Certains banquiers ont exprimé leurs inquiétudes et leur scepticisme quant à la création de l’euro numérique.

Le directeur général du Crédit Mutuel français, Daniel Baal, a écrit sur LinkedIn que l’euro numérique « ne répond à aucun besoin clair des citoyens » et n’offre « aucun avantage substantiel par rapport aux méthodes de paiement existantes ».

Michael Anseeuw, directeur général de BNP Paribas Fortis Belgique, a déclaré au journal belge L’Echo que le projet de monnaie numérique de la BCE était une « fausse bonne idée », le qualifiant de « superflu », tout en soulignant le développement de nouvelles alternatives de paiement européennes telles que Wero.
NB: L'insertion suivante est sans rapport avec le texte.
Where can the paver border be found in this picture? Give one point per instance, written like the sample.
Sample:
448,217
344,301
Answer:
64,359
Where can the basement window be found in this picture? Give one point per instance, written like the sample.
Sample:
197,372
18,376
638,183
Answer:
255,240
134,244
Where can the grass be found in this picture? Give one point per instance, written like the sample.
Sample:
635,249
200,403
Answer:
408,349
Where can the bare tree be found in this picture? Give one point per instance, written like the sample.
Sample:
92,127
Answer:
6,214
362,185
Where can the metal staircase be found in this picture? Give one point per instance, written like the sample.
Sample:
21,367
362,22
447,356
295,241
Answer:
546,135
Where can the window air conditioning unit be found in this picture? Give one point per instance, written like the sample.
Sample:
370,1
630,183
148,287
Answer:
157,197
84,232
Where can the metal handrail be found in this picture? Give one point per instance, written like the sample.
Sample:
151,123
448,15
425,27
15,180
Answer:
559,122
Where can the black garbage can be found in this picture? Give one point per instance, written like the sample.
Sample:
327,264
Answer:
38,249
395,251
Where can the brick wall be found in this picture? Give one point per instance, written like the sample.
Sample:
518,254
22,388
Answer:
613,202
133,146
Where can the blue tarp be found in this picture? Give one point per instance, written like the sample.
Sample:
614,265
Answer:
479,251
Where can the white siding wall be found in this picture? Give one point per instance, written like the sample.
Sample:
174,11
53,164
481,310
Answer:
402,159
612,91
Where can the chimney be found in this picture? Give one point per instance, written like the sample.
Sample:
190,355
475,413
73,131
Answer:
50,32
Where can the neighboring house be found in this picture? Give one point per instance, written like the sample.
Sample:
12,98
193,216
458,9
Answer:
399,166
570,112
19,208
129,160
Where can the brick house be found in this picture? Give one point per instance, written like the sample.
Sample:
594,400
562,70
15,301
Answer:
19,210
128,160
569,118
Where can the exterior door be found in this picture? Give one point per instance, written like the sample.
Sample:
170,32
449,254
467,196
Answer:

Néanmoins, la BCE affirme que l’un des objectifs de cette monnaie complémentaire est de « réduire la dépendance à l’égard des prestataires non européens ».

Les géants américains Visa et Mastercard représentent environ 70 % du marché des paiements par carte en Europe. Colmant a souligné que les banques commerciales européennes « utilisent Visa et Mastercard, même si la licence est américaine ».

Valdis Dombrovskis, commissaire européen chargé de l’économie et de la productivité, a souligné l’importance de garantir l’autonomie stratégique de l’Europe et d’éviter de dépendre des systèmes de paiement étrangers, d’autant plus que le commerce en ligne continue de croître.